What if we could turn different types of solar power into one mega sun-fueled energy source?

That's exactly what Gianluca Ambrosetti, the head of research at Zurich's Airlight Energy, wanted to know.

For those who didn't know (I sure didn't), there's actually more than one way to harness the sun's energy. In super-oversimplified terms, there's photovoltaics, which kidnaps light and turns it directly into energy (we'll call that "solar-electric" for short) and then there's solar thermal energy, which uses liquid to absorb the sun's heat to use as hot water or to turn into steam (we'll call that "solar-steam" for now).


Left: photovoltaic panels. Photo by David Shankbone/Wikimedia Commons.
Right: solar thermal heaters. Photo by Gilabrand/Wikimedia Commons.

The long version of the story is that Airlight Energy tried to combine solar-electric and solar-steam into one hyperefficient bundle.

In a collaboration with IBM Research, Ambrosetti and his team started experimenting with aluminum mirrors that double as solar-electric panels. They held a lot of energy, but were also prone to overheating because metal + heat + science, et cetera.

To get around that problem, they used the solar-steam tech to cool down the hardware with warm water (collected from that converted steam), thus allowing each cluster of aluminum reflectors to absorb even more sunlight — enough to concentrate the sunlight into the equivalent of 5,000 suns.
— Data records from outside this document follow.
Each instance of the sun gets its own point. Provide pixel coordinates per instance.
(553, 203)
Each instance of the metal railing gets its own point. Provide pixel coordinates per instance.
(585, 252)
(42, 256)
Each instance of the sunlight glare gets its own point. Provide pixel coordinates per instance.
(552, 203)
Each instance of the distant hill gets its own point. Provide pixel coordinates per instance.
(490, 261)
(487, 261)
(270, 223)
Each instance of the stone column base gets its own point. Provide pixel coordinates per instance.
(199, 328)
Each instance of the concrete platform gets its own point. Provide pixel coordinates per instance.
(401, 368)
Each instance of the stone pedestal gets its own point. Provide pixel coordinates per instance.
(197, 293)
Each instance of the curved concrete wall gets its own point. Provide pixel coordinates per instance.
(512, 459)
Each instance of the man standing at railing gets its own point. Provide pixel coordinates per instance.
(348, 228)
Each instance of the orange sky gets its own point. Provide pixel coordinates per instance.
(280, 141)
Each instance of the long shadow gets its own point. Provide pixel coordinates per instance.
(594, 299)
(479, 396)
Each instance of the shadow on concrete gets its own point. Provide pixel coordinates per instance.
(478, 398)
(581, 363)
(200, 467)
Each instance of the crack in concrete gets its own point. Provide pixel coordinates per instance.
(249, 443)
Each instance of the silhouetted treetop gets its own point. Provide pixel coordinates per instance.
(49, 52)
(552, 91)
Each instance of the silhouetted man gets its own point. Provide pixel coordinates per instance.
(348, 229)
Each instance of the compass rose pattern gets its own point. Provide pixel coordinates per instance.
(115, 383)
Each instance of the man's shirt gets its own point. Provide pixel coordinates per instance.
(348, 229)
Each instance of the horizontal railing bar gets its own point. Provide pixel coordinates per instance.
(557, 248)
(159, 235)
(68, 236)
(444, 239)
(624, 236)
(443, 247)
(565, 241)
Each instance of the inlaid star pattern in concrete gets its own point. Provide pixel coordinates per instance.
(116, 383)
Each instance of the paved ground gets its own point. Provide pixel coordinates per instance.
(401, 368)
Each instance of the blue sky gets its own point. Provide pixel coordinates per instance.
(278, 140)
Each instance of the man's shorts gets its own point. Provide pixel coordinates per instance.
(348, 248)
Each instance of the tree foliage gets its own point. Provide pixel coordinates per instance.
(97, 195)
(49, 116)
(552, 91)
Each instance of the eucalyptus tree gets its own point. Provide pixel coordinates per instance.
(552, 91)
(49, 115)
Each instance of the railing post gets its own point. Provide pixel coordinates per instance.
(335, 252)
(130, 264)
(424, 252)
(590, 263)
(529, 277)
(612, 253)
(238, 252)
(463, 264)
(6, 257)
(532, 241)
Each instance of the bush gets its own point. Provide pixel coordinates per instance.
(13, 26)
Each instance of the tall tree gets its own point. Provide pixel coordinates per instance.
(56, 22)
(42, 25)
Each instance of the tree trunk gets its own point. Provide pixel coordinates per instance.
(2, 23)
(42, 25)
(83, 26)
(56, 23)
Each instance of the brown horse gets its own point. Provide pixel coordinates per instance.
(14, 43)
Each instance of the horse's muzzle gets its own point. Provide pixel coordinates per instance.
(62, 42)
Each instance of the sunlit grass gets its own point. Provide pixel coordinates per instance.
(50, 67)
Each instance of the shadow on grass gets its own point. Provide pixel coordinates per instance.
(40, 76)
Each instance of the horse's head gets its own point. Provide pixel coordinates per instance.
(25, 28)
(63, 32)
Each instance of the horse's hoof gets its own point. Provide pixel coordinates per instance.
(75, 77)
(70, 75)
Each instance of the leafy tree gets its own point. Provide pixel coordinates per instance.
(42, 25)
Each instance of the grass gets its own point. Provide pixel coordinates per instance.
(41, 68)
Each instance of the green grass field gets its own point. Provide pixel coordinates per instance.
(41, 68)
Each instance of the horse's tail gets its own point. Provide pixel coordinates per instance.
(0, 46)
This process is called High Concentration Photovoltaic Thermal (HCPVT), which I share because it's fun to say.

Of course, you have to spend energy to make energy. But where the last-best solar panels could convert up to 46% of their absorbed sunlight into energy, the HCPVT system has an efficiency rate of about 80%.

(Meanwhile, your standard residential solar setup works at about 15-20% efficiency, which is still surprisingly cheaper than standard electricity!)

The short answer is: freakin' Solar Sunflowers!

Technically a computer rendering, but still freakin' cool! Photo by IBM Research/ YouTube.

Each of these shiny metal sculptures is capable of pumping out 12,000 watts of solar-electric energy and 21,000 watts of solar-steam energy.

Compare this to regular old residential roof panels — you'll only get about 5,000 watts if you cover your roof in 'em.


The only question left is how do I get me one of these futuristic sun-powered robo-flowers?!

Oh, yeah. About that...

Airlight Energy currently expects to start selling Solar Sunflowers to early adopters in 2016, with a plan to ramp up commercial production by 2017.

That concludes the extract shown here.